Note : Rapport provenant d'une seule source ; en attente de corroboration.

Le 4 mars 2026, l’UNESCO et le Groupe de travail international sur les enseignants pour l’éducation à l’horizon 2030 ont réuni des acteurs du monde éducatif et des décideurs politiques afin d’examiner les moyens de mieux reconnaître et soutenir les enseignants réfugiés face à la pénurie mondiale d’enseignants. Dans les communautés accueillant des réfugiés, l’éducation assure la stabilité des enfants touchés par les crises, et repose sur des enseignants réfugiés qui, souvent, ne bénéficient d’aucun contrat formel, d’aucune reconnaissance ni d’une rémunération adéquate, et qui travaillent parfois en dehors du système éducatif national. Certains enseignants réfugiés ont quitté la profession en raison de l’insécurité, tandis que d’autres n’ont toujours pas de perspectives claires de certification ou d’emploi.

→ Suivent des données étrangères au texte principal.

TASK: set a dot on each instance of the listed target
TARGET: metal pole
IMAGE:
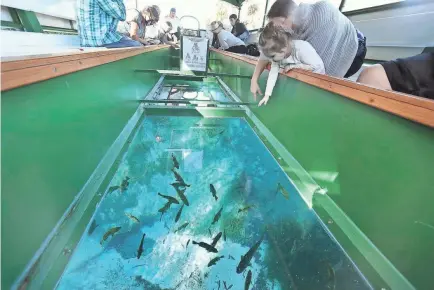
(265, 13)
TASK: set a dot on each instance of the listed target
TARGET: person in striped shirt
(339, 44)
(97, 23)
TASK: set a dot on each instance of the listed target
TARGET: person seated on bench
(97, 21)
(227, 40)
(412, 75)
(238, 28)
(166, 35)
(276, 45)
(136, 22)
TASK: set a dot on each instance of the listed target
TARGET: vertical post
(265, 13)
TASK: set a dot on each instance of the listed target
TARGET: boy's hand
(264, 100)
(254, 89)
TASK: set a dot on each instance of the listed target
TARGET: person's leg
(124, 42)
(358, 60)
(375, 76)
(238, 49)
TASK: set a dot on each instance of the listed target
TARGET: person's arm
(115, 8)
(308, 58)
(271, 82)
(222, 41)
(259, 68)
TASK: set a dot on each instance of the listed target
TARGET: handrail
(417, 109)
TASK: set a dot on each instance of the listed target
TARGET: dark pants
(238, 49)
(358, 60)
(412, 75)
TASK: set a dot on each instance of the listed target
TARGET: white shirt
(303, 56)
(175, 23)
(227, 39)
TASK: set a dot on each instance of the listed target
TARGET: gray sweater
(332, 35)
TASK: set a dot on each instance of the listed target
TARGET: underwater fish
(177, 185)
(248, 280)
(164, 209)
(182, 227)
(179, 178)
(245, 260)
(216, 239)
(133, 218)
(331, 283)
(113, 188)
(215, 260)
(110, 232)
(92, 227)
(140, 249)
(182, 196)
(217, 216)
(246, 208)
(125, 183)
(226, 287)
(175, 162)
(169, 198)
(178, 215)
(282, 190)
(206, 246)
(213, 191)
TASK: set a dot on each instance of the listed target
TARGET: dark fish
(248, 280)
(179, 178)
(179, 185)
(226, 287)
(213, 191)
(182, 196)
(169, 198)
(175, 162)
(217, 216)
(215, 260)
(178, 215)
(206, 246)
(282, 190)
(165, 207)
(182, 227)
(125, 183)
(140, 250)
(113, 188)
(133, 218)
(92, 227)
(216, 239)
(246, 208)
(110, 232)
(245, 260)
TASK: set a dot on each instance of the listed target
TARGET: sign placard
(194, 54)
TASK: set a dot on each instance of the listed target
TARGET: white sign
(194, 53)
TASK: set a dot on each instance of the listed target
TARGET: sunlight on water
(251, 218)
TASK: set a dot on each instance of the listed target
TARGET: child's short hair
(273, 39)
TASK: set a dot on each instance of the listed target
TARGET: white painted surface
(5, 15)
(15, 43)
(47, 20)
(59, 8)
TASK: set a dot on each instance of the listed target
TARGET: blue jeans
(124, 42)
(244, 36)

Les enseignants réfugiés jouent un rôle crucial dans les classes multilingues touchées par les déplacements de population, en comblant les lacunes de communication et en soutenant l'apprentissage. Malgré leur contribution, nombre d'entre eux restent exclus des systèmes éducatifs nationaux en raison d'obstacles liés à la reconnaissance et à la certification de leurs qualifications.

D’après un récent rapport de l’UNESCO, 44 millions d’enseignants supplémentaires seront nécessaires dans le monde d’ici 2030 pour atteindre l’objectif de développement durable n° 4, dont près de 58 % pour remplacer ceux qui quittent la profession. La reconnaissance des enseignants réfugiés est essentielle à la réalisation de cet agenda mondial pour l’éducation. Des engagements internationaux tels que le Consensus de Santiago insistent sur la nécessité de constituer un corps enseignant inclusif, diversifié et solidaire.

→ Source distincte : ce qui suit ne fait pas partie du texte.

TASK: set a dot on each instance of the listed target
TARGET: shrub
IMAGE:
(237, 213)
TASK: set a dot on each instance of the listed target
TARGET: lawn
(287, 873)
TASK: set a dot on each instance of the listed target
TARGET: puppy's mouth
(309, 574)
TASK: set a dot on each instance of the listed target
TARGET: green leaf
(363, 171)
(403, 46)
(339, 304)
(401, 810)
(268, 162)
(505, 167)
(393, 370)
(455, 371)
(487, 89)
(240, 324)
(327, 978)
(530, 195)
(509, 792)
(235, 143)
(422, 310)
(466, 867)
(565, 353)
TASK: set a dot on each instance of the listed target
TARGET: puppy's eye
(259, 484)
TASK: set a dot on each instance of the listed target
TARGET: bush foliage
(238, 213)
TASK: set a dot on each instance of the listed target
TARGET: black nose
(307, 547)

Lors de cet événement, les intervenants ont plaidé pour l'intégration des enseignants réfugiés dans les systèmes éducatifs nationaux, en dépassant les solutions temporaires et parallèles, notamment au regard de la cible 4.c de l'ODD 4, qui vise à accroître le nombre d'enseignants qualifiés. Au Kenya, par exemple, les enseignants réfugiés représentent une part importante du personnel enseignant dans les camps, mais se heurtent toujours à des obstacles en matière de formation et de certification. Des efforts sont en cours pour créer des parcours plus inclusifs permettant d'aligner les qualifications des enseignants réfugiés sur les normes nationales.

Carlos Vargas, chef de la Section du développement des enseignants de l'UNESCO, a souligné que la reconnaissance des enseignants réfugiés est essentielle aux efforts mondiaux en matière d'éducation et a mis en lumière l'importance de leur inclusion et de leur soutien.